The input needed for this reasoning requirement are triples relating persons to either plays or productions through the "wrote" and "playsIn" properties respectively. The expected output are triples of the form <person-instance> rdf:type Actor/Author. I proceed to create a new test case module, i.e. an empty ontology, where I import the module described above.
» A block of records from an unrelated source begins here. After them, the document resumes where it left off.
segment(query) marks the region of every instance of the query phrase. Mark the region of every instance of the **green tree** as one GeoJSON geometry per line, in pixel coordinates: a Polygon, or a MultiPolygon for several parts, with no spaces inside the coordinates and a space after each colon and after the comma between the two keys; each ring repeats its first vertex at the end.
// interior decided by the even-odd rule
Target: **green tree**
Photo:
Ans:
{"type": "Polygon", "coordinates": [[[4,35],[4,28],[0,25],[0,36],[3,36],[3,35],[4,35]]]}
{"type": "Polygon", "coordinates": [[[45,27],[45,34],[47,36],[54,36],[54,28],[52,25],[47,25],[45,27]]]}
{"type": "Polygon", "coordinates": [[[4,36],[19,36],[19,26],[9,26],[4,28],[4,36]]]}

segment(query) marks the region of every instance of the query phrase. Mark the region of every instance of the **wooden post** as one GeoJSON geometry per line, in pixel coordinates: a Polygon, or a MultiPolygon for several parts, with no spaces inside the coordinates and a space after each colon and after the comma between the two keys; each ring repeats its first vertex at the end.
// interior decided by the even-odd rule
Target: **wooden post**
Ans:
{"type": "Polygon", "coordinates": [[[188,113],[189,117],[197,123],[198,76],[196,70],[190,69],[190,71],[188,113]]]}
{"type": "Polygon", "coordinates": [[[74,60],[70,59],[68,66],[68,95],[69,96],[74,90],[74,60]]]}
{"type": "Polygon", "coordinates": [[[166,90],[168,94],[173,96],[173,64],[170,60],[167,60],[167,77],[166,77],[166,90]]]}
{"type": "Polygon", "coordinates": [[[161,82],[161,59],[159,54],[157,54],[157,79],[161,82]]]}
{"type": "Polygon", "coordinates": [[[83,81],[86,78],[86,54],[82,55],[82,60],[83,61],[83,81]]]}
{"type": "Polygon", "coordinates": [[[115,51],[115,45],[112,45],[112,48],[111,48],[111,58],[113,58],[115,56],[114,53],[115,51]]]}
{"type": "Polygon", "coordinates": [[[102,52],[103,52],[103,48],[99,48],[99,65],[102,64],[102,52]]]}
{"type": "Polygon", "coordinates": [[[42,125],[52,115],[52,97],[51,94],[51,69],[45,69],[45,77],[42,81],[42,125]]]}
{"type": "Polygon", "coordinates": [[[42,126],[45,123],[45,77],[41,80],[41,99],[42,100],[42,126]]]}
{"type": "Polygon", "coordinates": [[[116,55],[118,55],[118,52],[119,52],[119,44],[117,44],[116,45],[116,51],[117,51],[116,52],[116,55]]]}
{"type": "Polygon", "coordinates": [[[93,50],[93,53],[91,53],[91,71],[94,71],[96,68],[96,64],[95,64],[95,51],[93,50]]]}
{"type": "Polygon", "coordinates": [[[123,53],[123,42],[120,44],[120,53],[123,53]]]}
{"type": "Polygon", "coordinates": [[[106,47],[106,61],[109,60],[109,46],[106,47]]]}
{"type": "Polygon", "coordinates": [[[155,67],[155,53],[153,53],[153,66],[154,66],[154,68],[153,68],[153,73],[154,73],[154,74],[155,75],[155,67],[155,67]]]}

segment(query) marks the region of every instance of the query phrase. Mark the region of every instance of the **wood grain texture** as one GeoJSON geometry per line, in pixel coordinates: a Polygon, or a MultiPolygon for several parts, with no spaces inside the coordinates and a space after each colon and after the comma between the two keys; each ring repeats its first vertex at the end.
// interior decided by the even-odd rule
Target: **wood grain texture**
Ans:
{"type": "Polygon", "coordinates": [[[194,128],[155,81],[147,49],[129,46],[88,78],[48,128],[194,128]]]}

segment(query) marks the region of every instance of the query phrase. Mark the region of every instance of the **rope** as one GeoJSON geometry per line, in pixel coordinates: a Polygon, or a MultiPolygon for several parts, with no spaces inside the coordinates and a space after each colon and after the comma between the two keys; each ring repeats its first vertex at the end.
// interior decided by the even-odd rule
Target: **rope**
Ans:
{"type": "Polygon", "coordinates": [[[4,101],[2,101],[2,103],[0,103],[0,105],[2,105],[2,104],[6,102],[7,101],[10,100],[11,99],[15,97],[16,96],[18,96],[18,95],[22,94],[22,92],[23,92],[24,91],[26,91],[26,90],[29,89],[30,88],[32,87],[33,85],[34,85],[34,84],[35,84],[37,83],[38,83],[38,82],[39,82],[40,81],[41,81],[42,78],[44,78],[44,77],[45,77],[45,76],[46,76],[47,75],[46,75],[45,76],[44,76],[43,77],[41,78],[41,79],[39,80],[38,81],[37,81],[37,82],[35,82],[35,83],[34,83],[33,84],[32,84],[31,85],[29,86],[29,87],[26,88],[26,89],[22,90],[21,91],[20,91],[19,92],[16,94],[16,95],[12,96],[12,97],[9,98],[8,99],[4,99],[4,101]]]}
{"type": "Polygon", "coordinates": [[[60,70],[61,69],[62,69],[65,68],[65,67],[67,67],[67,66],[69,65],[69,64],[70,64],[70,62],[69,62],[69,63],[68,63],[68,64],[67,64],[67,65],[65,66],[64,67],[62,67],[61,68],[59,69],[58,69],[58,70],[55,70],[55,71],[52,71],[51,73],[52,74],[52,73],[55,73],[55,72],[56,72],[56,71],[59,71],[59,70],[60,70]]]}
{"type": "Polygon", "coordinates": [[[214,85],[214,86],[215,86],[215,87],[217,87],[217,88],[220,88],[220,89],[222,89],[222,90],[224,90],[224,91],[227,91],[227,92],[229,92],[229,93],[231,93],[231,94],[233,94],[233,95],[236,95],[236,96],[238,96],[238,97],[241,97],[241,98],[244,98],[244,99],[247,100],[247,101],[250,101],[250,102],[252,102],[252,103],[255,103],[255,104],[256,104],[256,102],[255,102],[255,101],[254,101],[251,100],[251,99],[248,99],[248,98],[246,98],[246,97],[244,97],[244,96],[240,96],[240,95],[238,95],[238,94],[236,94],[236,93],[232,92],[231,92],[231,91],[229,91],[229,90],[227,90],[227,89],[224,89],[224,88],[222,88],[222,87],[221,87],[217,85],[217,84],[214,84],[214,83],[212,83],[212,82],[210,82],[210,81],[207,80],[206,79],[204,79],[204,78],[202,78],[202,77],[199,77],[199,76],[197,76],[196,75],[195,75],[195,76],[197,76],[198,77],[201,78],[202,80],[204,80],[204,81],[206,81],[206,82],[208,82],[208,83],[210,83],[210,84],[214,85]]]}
Then I add a number of triples using the "wrote" and "playsIn" properties, e.g. Anne playsIn merchantOfVeniceProduction. I list the expected inferences, i.e. for the example triple if would be the new triple Anne rdf:type Actor. I run the reasoner and check that this triple is actually inferred, and that no other strange things appear as inference results.


Method 3: Performing "stress tests"

Although the ability to perform correct inferences, and provide the resulting information as a result of queries, allow us to see that the ontology actually realizes its requirements, another important characteristic of an ontology is to allow as few erroneous facts and/or inferences as possible. A high-quality ontology allows exactly the desired inferences and queries, while avoiding to produce irrelevant or erroneous side-effects. It may also be desirable to be able to check input data against some constraints and business rules.

This category of testing can be compared to software testing, when usually a system is fed random data, data known to be incorrect, or data considered as "boundary values" for the data, e.g. the extremes of value ranges, in order to check its robustness and capability to handle unexpected input. When dealing with ontologies, we are not evaluating how good error messages and recovery strategies are, as for software, but rather that erroneous facts and data is detected in the first place. One way to detect such problems is by using the consistency checking facilities of a reasoning engine. A high-quality ontology facilitates the reasoner to detect inconsistencies when inappropriate or erroneous facts are entered.

For instance, in a user model ontology with the classes "female user" and "male user", where this information is going to be collected from a web form with a radio button, the classes should most likely be disjoint, i.e. since no user can select both alternatives from the form any given user can only be an instance of one class. After detecting such implicit requirements, or common sense constraints, and expressing them as contextual statements, they can be tested by entering obviously inconsistent facts, and checking that the reasoner is able to detect the inconsistency.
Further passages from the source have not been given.